Dann setzte sich Kevin Kari auf dem linken Flügel durch und flankte butterweich auf Görke, der nur noch den Kopf hinhalten musste – 1:0 (31.). Nachdem VfL-Innenverteidiger Thorben Schütte im letzten Augenblick einen Schussversuch von Le-Minh Ly abgeblockt hatte (41.), klingelte es dann doch erstmals in dieser Saison im Wildeshauser Tor: Nach einem Einwurf rauschte Ercan Karavul heran und traf zum 1:1 (43.). „Das klappt auch nur einmal im Jahr“, kommentierte SVW-Schlussmann Robin Krey. Der Ball drehte sich unhaltbar von Dittrich weg, trotzdem war der Treffer vermeidbar: Vor dem Einwurf hatte Marius Krumland, der in der zweiten Hälfte mit Kreislaufproblemen ausgewechselt werden musste, den Ball unbedrängt ins Seitenaus gespielt.

Zu Wiederbeginn ersetzte Christopher Kant planmäßig den ausgepumpten Michael Eberle. Zudem konnte Robin Ramke, der aufs Handgelenk gestürzt war, nicht mehr weitermachen. „Hoffentlich ist das nichts Schlimmes“, sagte Bragula. Für Ramke kam Lukas Schneider in die Partie, der die erste Großchance in der zweiten Halbzeit vorbereitete. Doch Maximilian Seidel setzte das Spielgerät knapp neben den linken Pfosten (56.). „Das hätte schon das 2:1 sein müssen“, meinte Bragula. Der erneute Führungstreffer fiel allerdings erst, nachdem Wilhelmshavens Tobias Bruns wegen wiederholten Foulspiels Gelb-Rot gesehen hatte (82.).

Vier Standards in aussichtsreicher Position hatte der Vizemeister schon kläglich vergeben, als Kevin Kari von Michael Nagra hart an der Strafraumgrenze gelegt wurde.
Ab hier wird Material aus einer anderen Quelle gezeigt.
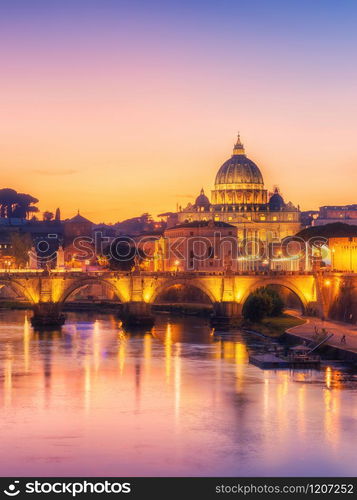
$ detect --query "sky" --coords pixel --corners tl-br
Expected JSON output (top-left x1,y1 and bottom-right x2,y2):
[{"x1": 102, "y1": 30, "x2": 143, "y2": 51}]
[{"x1": 0, "y1": 0, "x2": 357, "y2": 222}]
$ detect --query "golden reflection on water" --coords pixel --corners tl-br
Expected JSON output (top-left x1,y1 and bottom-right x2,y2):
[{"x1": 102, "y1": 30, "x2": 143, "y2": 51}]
[{"x1": 0, "y1": 315, "x2": 357, "y2": 472}]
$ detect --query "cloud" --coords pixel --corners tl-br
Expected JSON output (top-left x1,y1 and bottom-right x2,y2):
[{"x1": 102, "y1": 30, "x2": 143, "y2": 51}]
[
  {"x1": 33, "y1": 168, "x2": 78, "y2": 175},
  {"x1": 175, "y1": 194, "x2": 194, "y2": 198}
]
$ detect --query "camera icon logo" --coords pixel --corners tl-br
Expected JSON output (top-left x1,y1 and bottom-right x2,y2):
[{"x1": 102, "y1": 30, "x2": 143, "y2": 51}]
[{"x1": 4, "y1": 481, "x2": 20, "y2": 497}]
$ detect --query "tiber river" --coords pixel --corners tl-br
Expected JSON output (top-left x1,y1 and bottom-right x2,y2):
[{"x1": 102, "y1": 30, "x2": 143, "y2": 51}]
[{"x1": 0, "y1": 311, "x2": 357, "y2": 476}]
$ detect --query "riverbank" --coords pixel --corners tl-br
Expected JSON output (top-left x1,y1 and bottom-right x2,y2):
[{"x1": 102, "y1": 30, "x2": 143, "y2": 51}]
[
  {"x1": 286, "y1": 317, "x2": 357, "y2": 362},
  {"x1": 241, "y1": 313, "x2": 306, "y2": 338}
]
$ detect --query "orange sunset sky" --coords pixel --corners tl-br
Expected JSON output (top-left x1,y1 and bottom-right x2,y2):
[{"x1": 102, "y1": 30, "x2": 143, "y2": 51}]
[{"x1": 0, "y1": 0, "x2": 357, "y2": 222}]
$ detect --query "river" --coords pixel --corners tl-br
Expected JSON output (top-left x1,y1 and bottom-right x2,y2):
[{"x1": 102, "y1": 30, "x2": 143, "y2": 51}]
[{"x1": 0, "y1": 310, "x2": 357, "y2": 476}]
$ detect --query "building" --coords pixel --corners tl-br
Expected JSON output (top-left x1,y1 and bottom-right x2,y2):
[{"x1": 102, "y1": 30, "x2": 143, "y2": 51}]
[
  {"x1": 171, "y1": 135, "x2": 301, "y2": 242},
  {"x1": 329, "y1": 236, "x2": 357, "y2": 273},
  {"x1": 312, "y1": 205, "x2": 357, "y2": 226},
  {"x1": 155, "y1": 220, "x2": 237, "y2": 272}
]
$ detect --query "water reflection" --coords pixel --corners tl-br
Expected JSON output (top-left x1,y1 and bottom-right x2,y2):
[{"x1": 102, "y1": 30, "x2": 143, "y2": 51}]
[{"x1": 0, "y1": 312, "x2": 357, "y2": 476}]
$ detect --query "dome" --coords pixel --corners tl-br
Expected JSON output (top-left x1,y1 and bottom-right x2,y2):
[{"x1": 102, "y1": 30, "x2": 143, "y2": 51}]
[
  {"x1": 215, "y1": 135, "x2": 264, "y2": 187},
  {"x1": 195, "y1": 188, "x2": 211, "y2": 210},
  {"x1": 195, "y1": 188, "x2": 210, "y2": 207},
  {"x1": 269, "y1": 189, "x2": 285, "y2": 212}
]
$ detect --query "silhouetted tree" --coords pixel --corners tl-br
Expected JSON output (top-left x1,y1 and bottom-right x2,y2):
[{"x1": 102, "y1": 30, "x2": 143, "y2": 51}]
[
  {"x1": 0, "y1": 188, "x2": 38, "y2": 218},
  {"x1": 13, "y1": 193, "x2": 38, "y2": 219},
  {"x1": 0, "y1": 188, "x2": 18, "y2": 218},
  {"x1": 11, "y1": 233, "x2": 32, "y2": 268},
  {"x1": 42, "y1": 211, "x2": 54, "y2": 222}
]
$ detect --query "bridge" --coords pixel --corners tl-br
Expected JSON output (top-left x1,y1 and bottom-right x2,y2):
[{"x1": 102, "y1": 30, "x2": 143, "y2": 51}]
[{"x1": 0, "y1": 270, "x2": 348, "y2": 325}]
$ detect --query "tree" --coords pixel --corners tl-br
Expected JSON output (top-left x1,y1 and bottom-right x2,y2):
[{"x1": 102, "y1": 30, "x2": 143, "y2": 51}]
[
  {"x1": 11, "y1": 233, "x2": 33, "y2": 268},
  {"x1": 0, "y1": 188, "x2": 38, "y2": 219},
  {"x1": 14, "y1": 193, "x2": 39, "y2": 219},
  {"x1": 0, "y1": 188, "x2": 18, "y2": 218},
  {"x1": 42, "y1": 210, "x2": 54, "y2": 222}
]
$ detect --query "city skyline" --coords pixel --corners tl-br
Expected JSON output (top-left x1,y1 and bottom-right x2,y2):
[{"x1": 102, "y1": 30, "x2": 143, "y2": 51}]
[{"x1": 0, "y1": 1, "x2": 357, "y2": 222}]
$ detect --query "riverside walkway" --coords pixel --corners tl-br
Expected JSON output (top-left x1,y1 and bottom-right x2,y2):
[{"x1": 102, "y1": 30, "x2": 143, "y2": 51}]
[{"x1": 287, "y1": 310, "x2": 357, "y2": 353}]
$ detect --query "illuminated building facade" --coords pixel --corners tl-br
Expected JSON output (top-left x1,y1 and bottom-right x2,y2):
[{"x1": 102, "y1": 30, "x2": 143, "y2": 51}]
[
  {"x1": 313, "y1": 205, "x2": 357, "y2": 226},
  {"x1": 172, "y1": 135, "x2": 301, "y2": 242},
  {"x1": 329, "y1": 236, "x2": 357, "y2": 273},
  {"x1": 155, "y1": 220, "x2": 237, "y2": 272}
]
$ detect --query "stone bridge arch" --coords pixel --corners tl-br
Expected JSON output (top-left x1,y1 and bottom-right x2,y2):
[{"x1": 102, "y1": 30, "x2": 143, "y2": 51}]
[
  {"x1": 240, "y1": 278, "x2": 311, "y2": 312},
  {"x1": 148, "y1": 278, "x2": 217, "y2": 304},
  {"x1": 58, "y1": 277, "x2": 125, "y2": 306},
  {"x1": 0, "y1": 279, "x2": 36, "y2": 304}
]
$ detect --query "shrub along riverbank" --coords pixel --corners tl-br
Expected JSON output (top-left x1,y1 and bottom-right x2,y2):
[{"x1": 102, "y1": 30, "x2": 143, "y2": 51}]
[{"x1": 241, "y1": 313, "x2": 305, "y2": 337}]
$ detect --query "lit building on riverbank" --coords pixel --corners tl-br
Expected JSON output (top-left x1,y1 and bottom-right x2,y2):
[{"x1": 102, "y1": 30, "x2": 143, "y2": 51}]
[{"x1": 166, "y1": 135, "x2": 301, "y2": 242}]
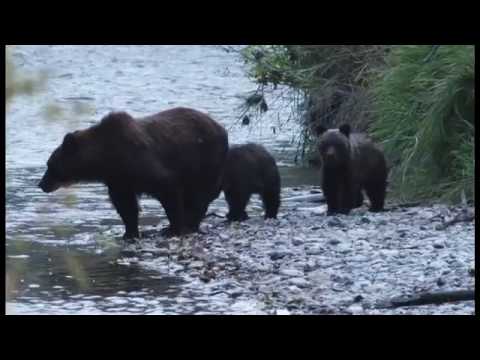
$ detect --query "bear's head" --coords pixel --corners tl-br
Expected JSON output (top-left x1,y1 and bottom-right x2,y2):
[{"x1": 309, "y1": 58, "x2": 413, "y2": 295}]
[
  {"x1": 316, "y1": 124, "x2": 351, "y2": 168},
  {"x1": 38, "y1": 133, "x2": 83, "y2": 193}
]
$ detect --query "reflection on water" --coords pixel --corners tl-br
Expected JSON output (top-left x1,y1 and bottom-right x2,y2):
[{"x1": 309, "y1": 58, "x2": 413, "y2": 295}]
[
  {"x1": 6, "y1": 46, "x2": 317, "y2": 313},
  {"x1": 6, "y1": 240, "x2": 181, "y2": 313}
]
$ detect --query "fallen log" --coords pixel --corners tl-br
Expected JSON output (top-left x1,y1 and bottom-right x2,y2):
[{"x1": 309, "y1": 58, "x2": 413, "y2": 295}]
[
  {"x1": 435, "y1": 210, "x2": 475, "y2": 230},
  {"x1": 282, "y1": 194, "x2": 326, "y2": 203},
  {"x1": 378, "y1": 290, "x2": 475, "y2": 308}
]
Görke trat an und zirkelte den Freistoß zum 2:1 in die Maschen (85.). Und damit nicht genug: In der Nachspielzeit behielt der „Capitano“ bei einem Konter über Seidel die Übersicht und vollendete zum 3:1 (90.+4). Gleich darauf war Schluss. Bragula sank auf die Knie und ballte die Fäuste. „Das ist eine schöne Momentaufnahme – die nehmen wir gerne mit“, freute sich der VfL-Coach.